- Supreme Court of the United States

Argued December 6, 2022 Decided June 16, 2023
- Full case name: United States ex rel. Polansky v. Executive Health Resources, Inc.
- Docket no.: 21-1052
- Citations: 599 U.S. 419 (more)

Holding
- In a qui tam action filed under the False Claims Act, the United States may move to dismiss whenever it has intervened — whether during the seal period or later on.

Court membership
- Chief Justice John Roberts Associate Justices Clarence Thomas · Samuel Alito Sonia Sotomayor · Elena Kagan Neil Gorsuch · Brett Kavanaugh Amy Coney Barrett · Ketanji Brown Jackson

Case opinions
- Majority: Kagan, joined by Roberts, Alito, Sotomayor, Gorsuch, Kavanaugh, Barrett, and Jackson
- Concurrence: Kavanaugh, joined by Barrett
- Dissent: Thomas

Laws applied
- False Claims Act

= United States ex rel.

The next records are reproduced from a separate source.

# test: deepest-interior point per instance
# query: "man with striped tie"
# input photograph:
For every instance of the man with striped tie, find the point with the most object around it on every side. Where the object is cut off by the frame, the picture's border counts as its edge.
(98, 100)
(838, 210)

Polansky v. Executive Health Resources, Inc. =

United States ex rel. Polansky v. Executive Health Resources, Inc., 599 U.S. 419 (2023), was a United States Supreme Court case in which the Court held that in a qui tam action filed under the False Claims Act, the United States may move to dismiss whenever it has intervened – whether during the seal period or later on. In assessing a motion to dismiss an FCA action over a relator's objection, district courts should apply Federal Rule of Civil Procedure 41(a), the rule generally governing voluntary dismissal of suits in ordinary civil litigation.